I have no issue with Four Corners exploring issues of community concern related to salmon farming, such as claims of deoxygenation in Macquarie Harbour, or of cases of overstocking. It is the role of a good current affairs program to explore such issues, to get to the bottom of them and to air solutions. But when facts are presented that provide a counterview, when issues are hyped and dramatised to suggest there is a crisis and when there are simply concerns that require considered management then those things need to be called out.

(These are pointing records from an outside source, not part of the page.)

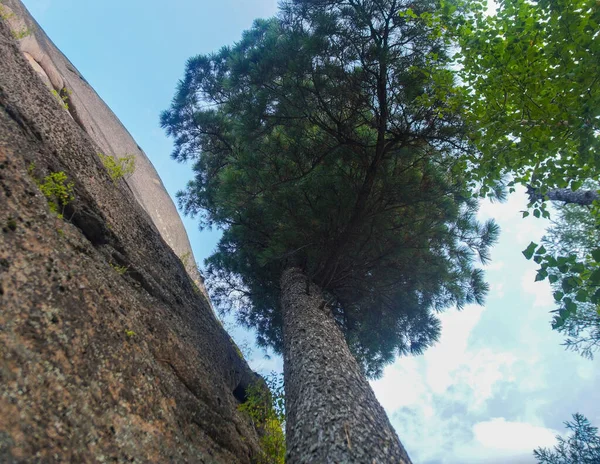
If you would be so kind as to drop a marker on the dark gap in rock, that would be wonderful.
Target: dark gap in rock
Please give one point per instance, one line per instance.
(240, 394)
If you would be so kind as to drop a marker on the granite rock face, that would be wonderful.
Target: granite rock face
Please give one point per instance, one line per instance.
(108, 351)
(96, 118)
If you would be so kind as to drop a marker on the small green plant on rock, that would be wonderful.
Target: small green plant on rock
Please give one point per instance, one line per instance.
(21, 34)
(119, 269)
(5, 14)
(118, 168)
(63, 97)
(57, 191)
(11, 224)
(185, 259)
(265, 406)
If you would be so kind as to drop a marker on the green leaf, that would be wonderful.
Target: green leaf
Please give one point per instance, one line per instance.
(595, 277)
(582, 296)
(528, 252)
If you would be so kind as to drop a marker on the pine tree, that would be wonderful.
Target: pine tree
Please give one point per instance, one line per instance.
(581, 447)
(325, 145)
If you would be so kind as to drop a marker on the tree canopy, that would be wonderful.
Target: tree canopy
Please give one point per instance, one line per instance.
(581, 447)
(574, 233)
(328, 138)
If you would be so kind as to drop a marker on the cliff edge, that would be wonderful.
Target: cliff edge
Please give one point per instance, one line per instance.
(108, 351)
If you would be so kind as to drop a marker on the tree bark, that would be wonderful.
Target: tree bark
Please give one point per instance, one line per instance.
(579, 197)
(332, 415)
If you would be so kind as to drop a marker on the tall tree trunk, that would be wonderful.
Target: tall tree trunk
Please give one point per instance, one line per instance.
(332, 413)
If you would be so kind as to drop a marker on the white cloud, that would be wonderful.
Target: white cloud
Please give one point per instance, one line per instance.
(514, 437)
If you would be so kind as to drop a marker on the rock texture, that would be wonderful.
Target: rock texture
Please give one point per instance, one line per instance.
(104, 128)
(108, 352)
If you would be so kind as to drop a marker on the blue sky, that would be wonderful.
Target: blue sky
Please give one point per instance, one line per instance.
(496, 386)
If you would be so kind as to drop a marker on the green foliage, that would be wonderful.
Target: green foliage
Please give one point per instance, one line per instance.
(581, 447)
(118, 168)
(5, 14)
(570, 259)
(265, 407)
(21, 34)
(63, 97)
(11, 224)
(533, 104)
(318, 144)
(533, 101)
(57, 191)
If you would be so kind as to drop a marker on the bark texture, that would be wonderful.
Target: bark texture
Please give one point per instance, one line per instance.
(579, 197)
(332, 413)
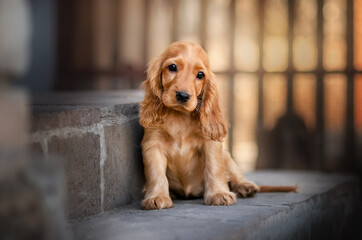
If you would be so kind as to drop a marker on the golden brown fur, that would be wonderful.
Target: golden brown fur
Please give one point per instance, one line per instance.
(182, 146)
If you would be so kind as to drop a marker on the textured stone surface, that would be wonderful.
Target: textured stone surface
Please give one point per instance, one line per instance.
(323, 209)
(123, 169)
(80, 158)
(46, 118)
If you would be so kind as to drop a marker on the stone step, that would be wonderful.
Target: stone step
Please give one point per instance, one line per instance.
(325, 207)
(97, 137)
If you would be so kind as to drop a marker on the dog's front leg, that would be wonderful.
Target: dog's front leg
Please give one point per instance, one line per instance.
(157, 194)
(216, 185)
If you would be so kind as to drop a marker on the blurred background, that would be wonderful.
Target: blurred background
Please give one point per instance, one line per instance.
(289, 71)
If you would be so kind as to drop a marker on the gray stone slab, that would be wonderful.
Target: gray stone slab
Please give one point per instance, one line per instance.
(53, 117)
(322, 209)
(123, 169)
(80, 159)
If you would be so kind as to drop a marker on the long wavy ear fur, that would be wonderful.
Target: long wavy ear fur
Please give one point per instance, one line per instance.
(152, 110)
(213, 124)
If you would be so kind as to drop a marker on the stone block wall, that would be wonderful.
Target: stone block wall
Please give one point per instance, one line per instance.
(97, 137)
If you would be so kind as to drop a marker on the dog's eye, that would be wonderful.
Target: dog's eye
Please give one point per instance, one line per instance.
(172, 68)
(200, 75)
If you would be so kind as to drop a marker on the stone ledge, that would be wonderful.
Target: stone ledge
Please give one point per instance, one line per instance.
(324, 208)
(97, 137)
(77, 109)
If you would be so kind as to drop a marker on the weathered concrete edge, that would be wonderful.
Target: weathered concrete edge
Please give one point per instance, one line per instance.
(314, 218)
(47, 117)
(44, 137)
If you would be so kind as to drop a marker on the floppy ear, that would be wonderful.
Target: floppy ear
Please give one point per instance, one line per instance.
(152, 110)
(212, 121)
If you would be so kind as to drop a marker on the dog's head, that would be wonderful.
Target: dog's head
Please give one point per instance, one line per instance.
(181, 79)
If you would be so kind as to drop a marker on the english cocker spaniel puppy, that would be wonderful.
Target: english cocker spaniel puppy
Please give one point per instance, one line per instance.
(182, 145)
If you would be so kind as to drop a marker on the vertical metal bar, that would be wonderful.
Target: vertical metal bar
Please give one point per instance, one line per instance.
(261, 68)
(260, 127)
(203, 23)
(350, 141)
(146, 25)
(291, 12)
(320, 91)
(174, 28)
(232, 74)
(116, 58)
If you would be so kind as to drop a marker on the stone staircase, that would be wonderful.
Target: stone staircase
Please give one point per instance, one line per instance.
(97, 138)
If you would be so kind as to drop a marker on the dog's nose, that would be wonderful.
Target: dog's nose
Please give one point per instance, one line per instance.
(182, 96)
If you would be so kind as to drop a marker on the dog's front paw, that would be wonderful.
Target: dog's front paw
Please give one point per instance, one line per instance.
(220, 199)
(158, 202)
(246, 189)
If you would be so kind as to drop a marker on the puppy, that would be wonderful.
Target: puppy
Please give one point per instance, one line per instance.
(184, 130)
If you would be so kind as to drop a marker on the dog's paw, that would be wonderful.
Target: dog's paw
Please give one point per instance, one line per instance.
(158, 202)
(246, 189)
(221, 199)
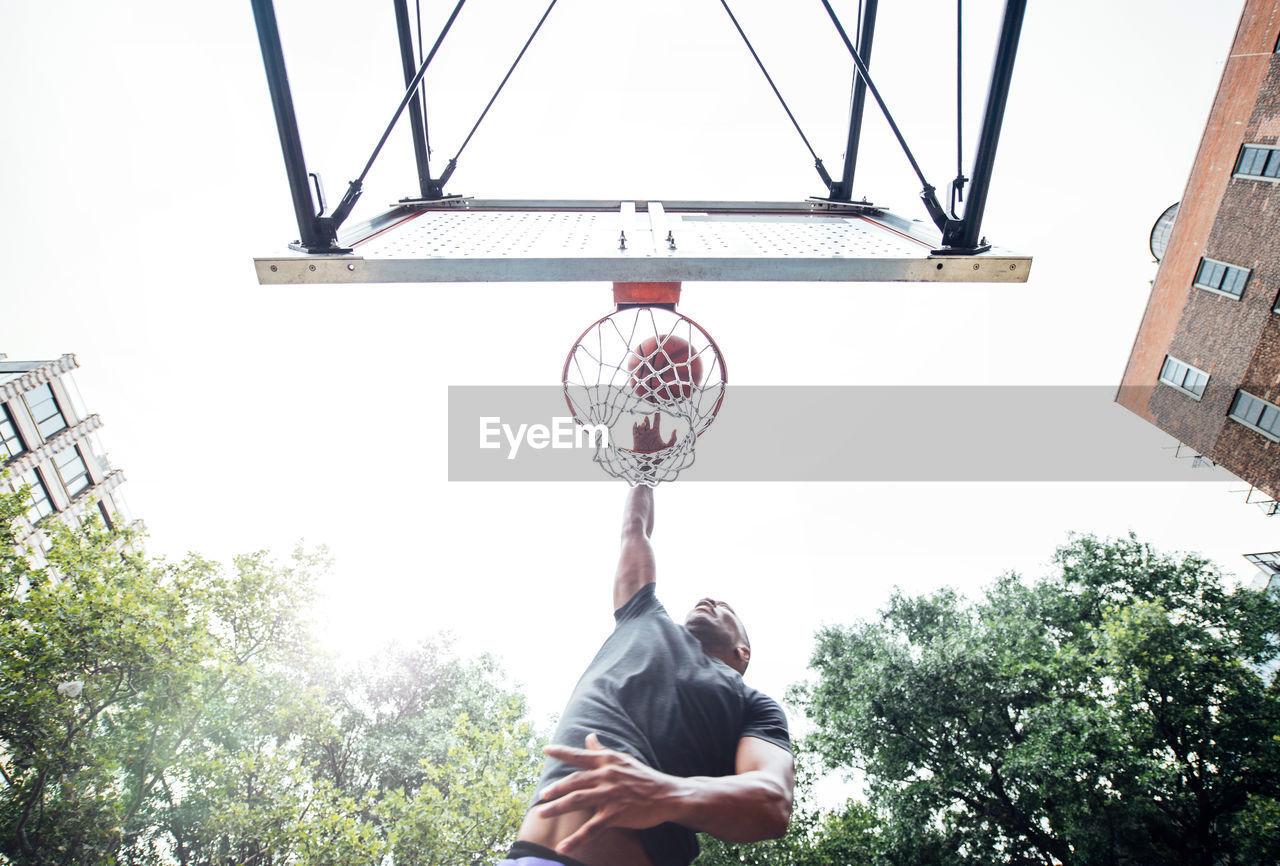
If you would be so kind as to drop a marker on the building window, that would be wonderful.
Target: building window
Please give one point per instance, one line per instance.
(1183, 376)
(1256, 413)
(71, 467)
(1221, 278)
(1269, 563)
(40, 502)
(1258, 161)
(10, 440)
(44, 409)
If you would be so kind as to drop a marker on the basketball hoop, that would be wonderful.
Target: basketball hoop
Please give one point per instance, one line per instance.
(649, 380)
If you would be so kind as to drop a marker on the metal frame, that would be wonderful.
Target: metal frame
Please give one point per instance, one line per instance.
(319, 232)
(496, 241)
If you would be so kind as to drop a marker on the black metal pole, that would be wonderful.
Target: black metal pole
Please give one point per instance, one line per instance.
(968, 232)
(844, 191)
(415, 108)
(314, 234)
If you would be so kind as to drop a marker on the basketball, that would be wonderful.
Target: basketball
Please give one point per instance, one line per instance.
(664, 369)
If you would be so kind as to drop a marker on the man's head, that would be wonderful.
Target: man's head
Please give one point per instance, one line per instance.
(721, 633)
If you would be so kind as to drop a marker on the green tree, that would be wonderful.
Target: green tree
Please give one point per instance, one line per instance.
(1120, 711)
(159, 713)
(816, 837)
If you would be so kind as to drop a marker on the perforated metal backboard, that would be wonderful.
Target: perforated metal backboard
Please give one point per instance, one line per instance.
(474, 241)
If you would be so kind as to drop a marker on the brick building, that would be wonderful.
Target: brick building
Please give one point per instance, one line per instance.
(1206, 363)
(49, 443)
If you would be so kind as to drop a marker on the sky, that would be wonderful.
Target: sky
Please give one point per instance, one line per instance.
(144, 174)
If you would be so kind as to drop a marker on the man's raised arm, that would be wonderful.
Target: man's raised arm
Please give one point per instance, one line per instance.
(635, 563)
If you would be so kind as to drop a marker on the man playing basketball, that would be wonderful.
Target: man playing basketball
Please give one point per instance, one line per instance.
(661, 737)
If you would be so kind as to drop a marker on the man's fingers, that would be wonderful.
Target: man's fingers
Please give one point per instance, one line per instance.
(592, 828)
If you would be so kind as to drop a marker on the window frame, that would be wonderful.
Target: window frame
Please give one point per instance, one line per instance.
(67, 481)
(7, 420)
(1274, 435)
(1179, 385)
(1272, 157)
(35, 480)
(39, 422)
(1226, 271)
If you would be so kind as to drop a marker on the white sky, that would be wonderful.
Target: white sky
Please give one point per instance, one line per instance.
(144, 173)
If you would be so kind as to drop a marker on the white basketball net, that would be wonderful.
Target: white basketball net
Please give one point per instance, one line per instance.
(648, 372)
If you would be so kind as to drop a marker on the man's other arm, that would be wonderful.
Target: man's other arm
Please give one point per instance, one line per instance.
(752, 805)
(636, 566)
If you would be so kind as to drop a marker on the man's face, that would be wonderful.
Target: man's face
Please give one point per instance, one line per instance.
(720, 631)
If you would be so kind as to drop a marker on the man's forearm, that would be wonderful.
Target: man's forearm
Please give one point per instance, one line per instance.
(745, 807)
(638, 513)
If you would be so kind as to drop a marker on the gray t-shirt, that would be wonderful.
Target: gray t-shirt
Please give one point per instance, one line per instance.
(653, 693)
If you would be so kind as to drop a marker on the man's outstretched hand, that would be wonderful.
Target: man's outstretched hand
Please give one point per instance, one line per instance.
(621, 791)
(647, 439)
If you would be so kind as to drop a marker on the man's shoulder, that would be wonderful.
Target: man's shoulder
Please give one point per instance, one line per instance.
(643, 603)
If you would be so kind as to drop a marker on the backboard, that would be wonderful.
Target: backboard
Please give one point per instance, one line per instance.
(492, 241)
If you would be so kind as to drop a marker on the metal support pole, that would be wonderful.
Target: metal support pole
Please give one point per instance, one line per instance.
(415, 106)
(844, 191)
(967, 233)
(314, 233)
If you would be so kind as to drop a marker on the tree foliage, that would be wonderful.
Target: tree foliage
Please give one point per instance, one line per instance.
(163, 711)
(1121, 711)
(844, 837)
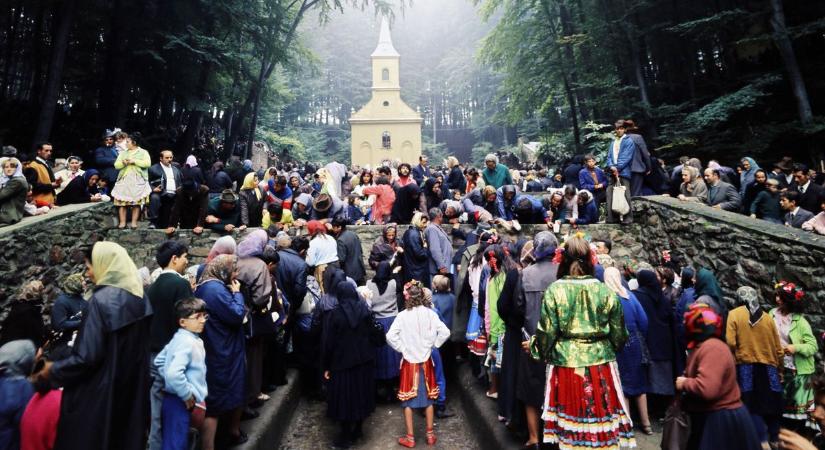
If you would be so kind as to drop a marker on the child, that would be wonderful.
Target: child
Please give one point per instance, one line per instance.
(414, 333)
(800, 346)
(182, 364)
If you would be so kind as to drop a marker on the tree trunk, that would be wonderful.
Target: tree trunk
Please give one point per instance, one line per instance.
(55, 76)
(783, 43)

Has there been deoxygenation in Macquarie Harbour? Yes. But it is being managed, and one of the outcomes is the industry's desire to seek alternative sites for the sector's growth, such as in Okehampton Bay, in my electorate. The site being considered at Okehampton Bay has a fishing lease in place. This is not a case of a fish farm moving into a so-called pristine environment. More data is now being collected to ensure what is being proposed can be appropriately managed. Other growers are looking at operations in deeper waters; others still suggest land based fish farming. All are worthy of consideration, subject to environmental and financial constraints and capacities. I should add that I have received an assurance there will be no salmon farming leases sought in Mercury Passage.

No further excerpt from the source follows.